La ficción en tiempos de crisis

 

Si una economía como la argentina depende del dólar, y este sube constantemente, se hace cada vez más difícil producir ficciones nacionales. Entre los costos se encuentran los contratos del elenco y los gastos de producción (ambientación, equipos, etc) a los que muchos de los productores prefieren desistir ya que se hace inviable cuando los programadores de los canales de TV no exigen calidad sino que este venda publicidad.

Ante esta situación al prender la televisión vemos una invasión de novelas extranjeras, principalmente de Turquía y de Brasil. Estás tienen un costo dos o tres veces inferior que una nacional, es así como se explica el éxito de novelas como “Moisés”, “El Sultán” y “Las mil y una noches”, como también la aparición del contenido online de Netflix , entre otras.

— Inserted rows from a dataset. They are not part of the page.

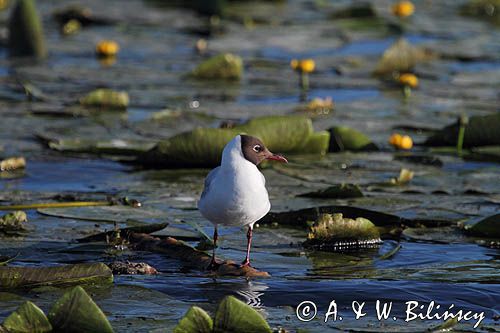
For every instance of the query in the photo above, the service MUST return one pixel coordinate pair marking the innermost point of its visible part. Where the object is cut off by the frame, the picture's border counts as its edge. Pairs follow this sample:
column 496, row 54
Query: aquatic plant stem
column 56, row 205
column 463, row 121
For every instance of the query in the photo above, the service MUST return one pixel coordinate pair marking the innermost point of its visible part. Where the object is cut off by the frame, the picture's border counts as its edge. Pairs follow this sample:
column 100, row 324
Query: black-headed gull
column 235, row 192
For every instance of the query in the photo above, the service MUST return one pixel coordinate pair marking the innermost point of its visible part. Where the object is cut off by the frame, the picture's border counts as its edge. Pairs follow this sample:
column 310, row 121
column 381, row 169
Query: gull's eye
column 257, row 148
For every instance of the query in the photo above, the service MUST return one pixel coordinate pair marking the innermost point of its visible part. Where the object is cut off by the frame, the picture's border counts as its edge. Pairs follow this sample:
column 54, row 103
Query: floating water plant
column 232, row 315
column 106, row 98
column 333, row 232
column 226, row 66
column 26, row 38
column 408, row 81
column 303, row 67
column 346, row 138
column 463, row 121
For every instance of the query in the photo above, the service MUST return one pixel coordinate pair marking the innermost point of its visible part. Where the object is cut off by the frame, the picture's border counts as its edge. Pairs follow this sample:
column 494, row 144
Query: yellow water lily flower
column 107, row 48
column 408, row 79
column 401, row 141
column 303, row 65
column 403, row 8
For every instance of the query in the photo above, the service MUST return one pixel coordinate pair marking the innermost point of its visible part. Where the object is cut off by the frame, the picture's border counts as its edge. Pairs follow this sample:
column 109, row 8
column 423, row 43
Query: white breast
column 235, row 193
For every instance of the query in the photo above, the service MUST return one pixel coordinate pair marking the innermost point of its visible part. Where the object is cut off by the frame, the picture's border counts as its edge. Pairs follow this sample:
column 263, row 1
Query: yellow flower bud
column 408, row 79
column 303, row 65
column 403, row 8
column 107, row 48
column 401, row 141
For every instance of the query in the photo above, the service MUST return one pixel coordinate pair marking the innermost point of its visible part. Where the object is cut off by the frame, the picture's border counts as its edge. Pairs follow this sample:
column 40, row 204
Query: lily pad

Pero, ¿dónde van a parar los escritores, actores y todo el equipo de producción de nuestro país?. Una de las tres salidas de este sector (teatro, cine y tv) está abocado a lo extranjero, el desarrollo de las actividades se hace muy cuesta arriba.

El periodista Pablo Sirvén contó: “Los canales llegan un poco por casualidad y por necesidad, más que por convicción a las latas. En la televisión privada de los años 60 había un mix de producción local con latas (novelas extranjeras), pero del 90 para acá las latas se fueron corriendo de la TV abierta al cable. ¿Por qué funcionan? Porque son más exóticas y bien distintas que algunas fórmulas remanidas locales, traen un poco de aire a nivel argumental, se ven otras caras, otras maneras de narrar”. Carlos Villarroel explicaba el problema desde lo numérico: “Una hora de una lata que viene del exterior puede salir desde U$S 1000 hasta U$S 10.000. En cambio, una producción nacional (actores, guionistas y producción) puede salir U$U 60.000 […] Hoy en día nadie arriesga en la televisión argentina. Y no sé por qué, debe ser porque hay una chatura o falta de ganas. Van a lo seguro. Los canales saben que si no les rinde una lata de 20 capítulos que compraron a U$S 5.000, la cambian de horario o la dejan de pasar y listo.”

Uno de los saldos que da el resultado de marginar la industria nacional tan vorazmente, fue levantar una de las últimas superproducciones como fue “Fanny la fan”, que apenas duró un mes en el aire de Telefé y que no era del agrado del público.

Contra esto, desde el sector excluido dicen que “hay que ser más creativos que nunca” ya que hay talento de sobra. Es importante recordar uno de los últimos ciclos como “Ficciones de Calidad”, que se emitía en la Tv Pública, donde el horario principal de la semana era ocupado por una serie distinta por día, entre las que se destacaban “Las 13 esposas de Wilson Fernández”, “En Terapia” y “Cromo”, con elencos de primera calidad como “Pablo Rago”, “Juan Minujín” y “Mex Urtixberea”.

Hoy en día la rueda artística se encuentra casi detenida, si bien Netflix va a producir la segunda temporada de “El Marginal” y están comenzando a aparecer series en el horario caliente como “100 dias para enamorarse” y “Simona” en los dos principales canales de aire, el resto del día se divide entre programas de magazine y tiras extranjeras. Apostar es caro.

En el cine la situación es mucho peor, el Instituto Nacional de Cines y Artes Audiovisuales (INCAA) ha dejado de otorgar créditos destinados a la producción e instrumentó un nuevo régimen de subsidios para el 2018. Esta situación le dió un duro revés a la escena; aunque por otro lado ha crecido enormemente el cine underground e independiente y los festivales gratuitos.

La tercera salida tampoco tiene un panorama favorable, con el aumento de las tarifas las grandes producciones teatrales no le pueden hacer frente a los costos. Tanto la plaza de Mar del Plata como la de Villa Carlos Paz vieron reducir las recaudaciones en estos últimos 3 años, por el costo de las entradas (aprox $500 cada una) y por las atracciones gratuitas que ofrecen los gobiernos locales como son los recitales.

El futuro de las ficciones argentinas se muestra incierto y oscuro, pues no parece haber una salida a esto; pero el aliciente es
apostar a que el arte siempre se las ingenió para evolucionar a partir de las crisis.